Poi Traditional Hawaiian Taro Root Dish
As head of CDS Foods in Montreal, Cesare Della Santina guides a company that sources quality products, including ginger and garlic, from around the world. Cesare Della Santina’s firm also imports a number of tropical specialty products, including dragon fruit, Asian pears, and taro root. Traditional to the Polynesian islands, taro maintains an integral role in the Hawaiian diet.
One of the early Hawaiian staples, poi is created by steaming the nutritious, starchy tuber and pounding it with wooden boards and stones. This crushing process is called poi via ku’I, and the end result is a purple-colored dish that resembles bread dough and has a mildly sweet flavor. Additional flavor can be obtained through a natural fermentation process over a couple days, which adds sourness.
For many decades, taro agriculture in Hawaii was in decline, as sugar plantations replaced traditional fields and less-nutritious potatoes took taro’s place. In recent years, awareness of the importance of taro, both as a source of nutrition and as a cultural ingredient, has come to the fore, and poi is again a common sight on many Hawaiian dinner tables.
Cesare Della Santina is a respected Montreal business owner who leads the fresh produce importer CDS Foods and sources fruits and vegetable from throughout Asia, North and South America, and Europe. Cesare Della Santina has expanded his company’s range of products throughout the years to include peeled garlic, taro, Asian pears, and ya pears.
Also known as the Tientsin and Chinese white pear, the ya pear is common in China’s Hebei province and has a similar pale golden color to that of the Japanese Pear.

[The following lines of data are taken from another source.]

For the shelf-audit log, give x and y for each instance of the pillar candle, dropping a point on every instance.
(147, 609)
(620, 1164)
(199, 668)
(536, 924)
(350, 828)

Unlike its rounder cousin, its shape most resembles the European pear.
Ya pears have a thin skin and a crisp texture and are commonly described as tasting like a combination of apple and pear. Made up of 90 percent water, ya pears feature a light, refreshing taste and provide a healthy amount of antioxidants such as copper and vitamin C. Like most pears, ya pears ripen from the inside and thus improve in taste and texture after picking. This gives them a lengthy shelf life and makes them ideal for shoppers who purchase fruits on a weekly basis. The high water content does mean that they are best eaten raw and are not usually recommended for pies or tarts.